Many admirers turned out to see Bond, who scanned the crowd filled with friends and well-wishers and spotted Beverly Hills/Hollywood first vice president Willis Edwards who is also on the national board of the NAACP. “Willis never works for us, we work for Willis,” chuckled Bond.
“On paper, we are the first among equals. But I know they have a higher power, and it’s Willis Edwards.”
California Assemblyman Mike Davis, one of the notables who introduced Bond for the evening, observed, “I think that the NAACP is the organization that makes this country stand up to its creed that all men are created equal.”
Ron Hassan, president of NAACP Beverly Hills/Hollywood branch, said “Julian Bond is here to talk about the past so that we can move into the future.”
Noting the significant milestone of the 100th anniversary of the NAACP, Bond reflected on the unprecedented symbolism of Barack Obama’s presidency.
“It is important to state the significance of Barack Obama’s 44th presidency of the United States. We feel the NAACP played a major role to make his election victory possible because we have struggled for equal rights for the past 100 years. It is fitting that during the inauguration Obama rode a 1930s Pullman car. He was sworn in as president at the National Mall that once was a slave market. He launched his candidacy at the steps of the Lincoln Capitol. These sites play a historic significance in this country’s history.”
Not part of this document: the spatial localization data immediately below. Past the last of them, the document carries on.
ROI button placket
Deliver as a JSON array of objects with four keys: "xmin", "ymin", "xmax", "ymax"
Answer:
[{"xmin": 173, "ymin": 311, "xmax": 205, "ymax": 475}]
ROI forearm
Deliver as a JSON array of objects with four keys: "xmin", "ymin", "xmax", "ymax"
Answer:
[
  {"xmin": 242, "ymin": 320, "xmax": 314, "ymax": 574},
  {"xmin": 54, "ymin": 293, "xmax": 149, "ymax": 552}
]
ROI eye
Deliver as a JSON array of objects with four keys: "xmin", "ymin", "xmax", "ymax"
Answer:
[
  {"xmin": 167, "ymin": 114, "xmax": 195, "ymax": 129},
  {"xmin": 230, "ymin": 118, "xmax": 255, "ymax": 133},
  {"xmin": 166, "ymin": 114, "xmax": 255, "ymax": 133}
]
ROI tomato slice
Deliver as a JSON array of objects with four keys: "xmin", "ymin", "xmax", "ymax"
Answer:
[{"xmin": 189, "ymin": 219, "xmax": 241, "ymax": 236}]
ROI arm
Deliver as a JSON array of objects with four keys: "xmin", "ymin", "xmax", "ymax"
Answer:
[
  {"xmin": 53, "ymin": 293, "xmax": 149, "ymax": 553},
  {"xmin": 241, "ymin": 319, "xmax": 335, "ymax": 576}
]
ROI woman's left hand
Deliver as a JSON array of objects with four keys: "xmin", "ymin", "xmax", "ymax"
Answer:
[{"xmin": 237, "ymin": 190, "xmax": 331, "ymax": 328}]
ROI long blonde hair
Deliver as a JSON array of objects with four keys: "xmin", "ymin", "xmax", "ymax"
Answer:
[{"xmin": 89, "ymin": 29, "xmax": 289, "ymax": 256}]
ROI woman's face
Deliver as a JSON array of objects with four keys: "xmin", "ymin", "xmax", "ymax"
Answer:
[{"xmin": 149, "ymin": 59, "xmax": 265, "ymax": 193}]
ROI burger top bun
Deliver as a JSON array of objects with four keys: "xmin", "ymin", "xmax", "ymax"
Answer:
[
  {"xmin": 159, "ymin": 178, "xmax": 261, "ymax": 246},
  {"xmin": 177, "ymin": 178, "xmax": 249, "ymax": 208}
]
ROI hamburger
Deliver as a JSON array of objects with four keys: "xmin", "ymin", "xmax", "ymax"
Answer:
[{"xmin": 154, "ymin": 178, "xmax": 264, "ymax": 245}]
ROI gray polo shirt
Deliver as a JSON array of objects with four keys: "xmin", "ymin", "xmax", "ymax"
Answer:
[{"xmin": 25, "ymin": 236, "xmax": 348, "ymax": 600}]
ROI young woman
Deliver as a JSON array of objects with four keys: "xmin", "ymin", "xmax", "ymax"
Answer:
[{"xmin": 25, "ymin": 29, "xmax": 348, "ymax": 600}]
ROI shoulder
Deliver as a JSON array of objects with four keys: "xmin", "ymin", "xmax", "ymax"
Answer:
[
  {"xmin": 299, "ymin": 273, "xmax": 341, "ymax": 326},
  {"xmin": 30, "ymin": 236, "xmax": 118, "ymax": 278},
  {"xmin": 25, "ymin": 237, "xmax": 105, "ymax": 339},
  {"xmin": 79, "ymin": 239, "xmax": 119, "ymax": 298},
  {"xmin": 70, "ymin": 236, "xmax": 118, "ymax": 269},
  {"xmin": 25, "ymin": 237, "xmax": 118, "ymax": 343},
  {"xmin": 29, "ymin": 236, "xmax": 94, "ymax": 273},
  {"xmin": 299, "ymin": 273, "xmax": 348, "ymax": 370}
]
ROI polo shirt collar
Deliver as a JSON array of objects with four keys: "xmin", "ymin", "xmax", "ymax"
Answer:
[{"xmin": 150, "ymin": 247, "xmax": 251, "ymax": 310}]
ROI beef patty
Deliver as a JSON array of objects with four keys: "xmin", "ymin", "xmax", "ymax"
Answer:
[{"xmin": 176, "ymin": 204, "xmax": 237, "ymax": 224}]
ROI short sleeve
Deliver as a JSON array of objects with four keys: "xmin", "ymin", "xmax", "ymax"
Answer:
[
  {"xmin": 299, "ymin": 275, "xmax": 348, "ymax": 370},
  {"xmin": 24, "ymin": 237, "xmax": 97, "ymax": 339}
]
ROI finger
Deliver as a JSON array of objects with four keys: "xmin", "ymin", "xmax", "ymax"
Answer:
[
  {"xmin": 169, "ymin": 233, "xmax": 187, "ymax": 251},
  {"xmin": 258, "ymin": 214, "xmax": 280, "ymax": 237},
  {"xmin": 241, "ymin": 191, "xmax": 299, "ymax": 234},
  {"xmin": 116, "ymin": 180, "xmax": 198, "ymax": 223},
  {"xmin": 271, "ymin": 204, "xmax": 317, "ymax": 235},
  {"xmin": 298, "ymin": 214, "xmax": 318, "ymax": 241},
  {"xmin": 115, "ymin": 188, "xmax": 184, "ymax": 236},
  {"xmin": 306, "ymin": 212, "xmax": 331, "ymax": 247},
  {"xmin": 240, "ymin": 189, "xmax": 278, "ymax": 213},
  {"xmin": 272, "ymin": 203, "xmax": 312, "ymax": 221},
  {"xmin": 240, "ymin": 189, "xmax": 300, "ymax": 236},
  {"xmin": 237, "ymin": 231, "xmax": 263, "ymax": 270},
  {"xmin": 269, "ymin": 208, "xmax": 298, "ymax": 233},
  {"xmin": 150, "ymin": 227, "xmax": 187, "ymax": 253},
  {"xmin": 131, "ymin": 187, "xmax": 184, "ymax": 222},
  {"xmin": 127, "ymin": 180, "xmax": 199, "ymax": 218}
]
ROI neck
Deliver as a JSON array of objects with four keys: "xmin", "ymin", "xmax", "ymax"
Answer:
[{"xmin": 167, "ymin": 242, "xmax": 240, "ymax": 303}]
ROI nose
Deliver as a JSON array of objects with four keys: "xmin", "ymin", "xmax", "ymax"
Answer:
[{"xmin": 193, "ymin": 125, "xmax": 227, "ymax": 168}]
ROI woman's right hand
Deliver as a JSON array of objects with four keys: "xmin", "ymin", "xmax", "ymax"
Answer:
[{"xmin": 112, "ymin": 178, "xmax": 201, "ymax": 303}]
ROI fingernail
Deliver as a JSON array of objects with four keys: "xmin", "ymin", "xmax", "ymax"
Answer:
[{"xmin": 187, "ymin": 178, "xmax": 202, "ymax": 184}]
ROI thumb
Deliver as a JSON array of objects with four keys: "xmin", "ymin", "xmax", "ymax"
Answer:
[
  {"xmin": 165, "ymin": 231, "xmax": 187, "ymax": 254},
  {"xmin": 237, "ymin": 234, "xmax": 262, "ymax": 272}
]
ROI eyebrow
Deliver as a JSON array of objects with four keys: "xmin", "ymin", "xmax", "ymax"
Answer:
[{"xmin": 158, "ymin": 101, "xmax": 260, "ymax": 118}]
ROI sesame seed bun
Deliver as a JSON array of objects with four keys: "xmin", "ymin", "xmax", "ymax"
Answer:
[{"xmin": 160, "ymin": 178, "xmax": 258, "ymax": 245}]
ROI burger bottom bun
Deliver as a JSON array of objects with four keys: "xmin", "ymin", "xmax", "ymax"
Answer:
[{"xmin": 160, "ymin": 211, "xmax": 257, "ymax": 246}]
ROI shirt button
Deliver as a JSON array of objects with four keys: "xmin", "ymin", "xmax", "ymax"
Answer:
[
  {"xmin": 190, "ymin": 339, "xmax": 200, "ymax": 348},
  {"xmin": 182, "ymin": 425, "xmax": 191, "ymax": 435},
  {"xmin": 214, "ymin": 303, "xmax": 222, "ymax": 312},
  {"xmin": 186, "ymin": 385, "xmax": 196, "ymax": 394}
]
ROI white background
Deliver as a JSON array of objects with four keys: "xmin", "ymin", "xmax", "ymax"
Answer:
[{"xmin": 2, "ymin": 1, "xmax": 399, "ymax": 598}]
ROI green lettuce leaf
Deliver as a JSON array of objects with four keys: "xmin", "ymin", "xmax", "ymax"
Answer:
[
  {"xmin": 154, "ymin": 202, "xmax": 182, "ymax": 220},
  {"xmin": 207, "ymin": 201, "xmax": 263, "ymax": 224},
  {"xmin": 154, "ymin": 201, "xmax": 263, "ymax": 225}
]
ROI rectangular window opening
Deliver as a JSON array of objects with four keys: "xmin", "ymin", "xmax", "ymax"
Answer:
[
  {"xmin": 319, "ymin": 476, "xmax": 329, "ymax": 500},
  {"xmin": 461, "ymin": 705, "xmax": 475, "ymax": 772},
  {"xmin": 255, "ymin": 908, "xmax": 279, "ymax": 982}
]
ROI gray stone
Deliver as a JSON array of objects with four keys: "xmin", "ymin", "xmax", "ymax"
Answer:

Despite the diligent efforts of the NAACP to eradicate racism, Bond stated that it still exists.
“There is still racial scapegoating,” he acknowledged. “We helped to end racial profiling in the media. We convinced some newspapers to drop racial designations in the newspapers. We helped to strike down racial restrictions. In 1920, we joined organized labor. We joined A. Philip Randolph in his fight for Pullman porters in 1941 and we helped to create a Fair Practices Commission.”
He mentioned numerous people and events that helped to quell the tide of racism and intolerance in the country that eventually turned into a tidal wave for justice.
“These small acts of passive resistance to American apartheid spurred a people’s movement that helped stare down Jim Crow. Jim Crow is dead, but racism is still alive and well.”
Bond said that African Americans are still faced with racism in housing and jobs. He pointed to recent discriminatory actions by two banks. “They engaged in systematic discrimination against minorities,” adding that the NAACP filed a lawsuit against both institutions. Nonetheless, Bond stated that he remained hopeful about the future. “For Black Americans, much of the news is good. But Black joblessness is still twice as high as Whites,” he noted.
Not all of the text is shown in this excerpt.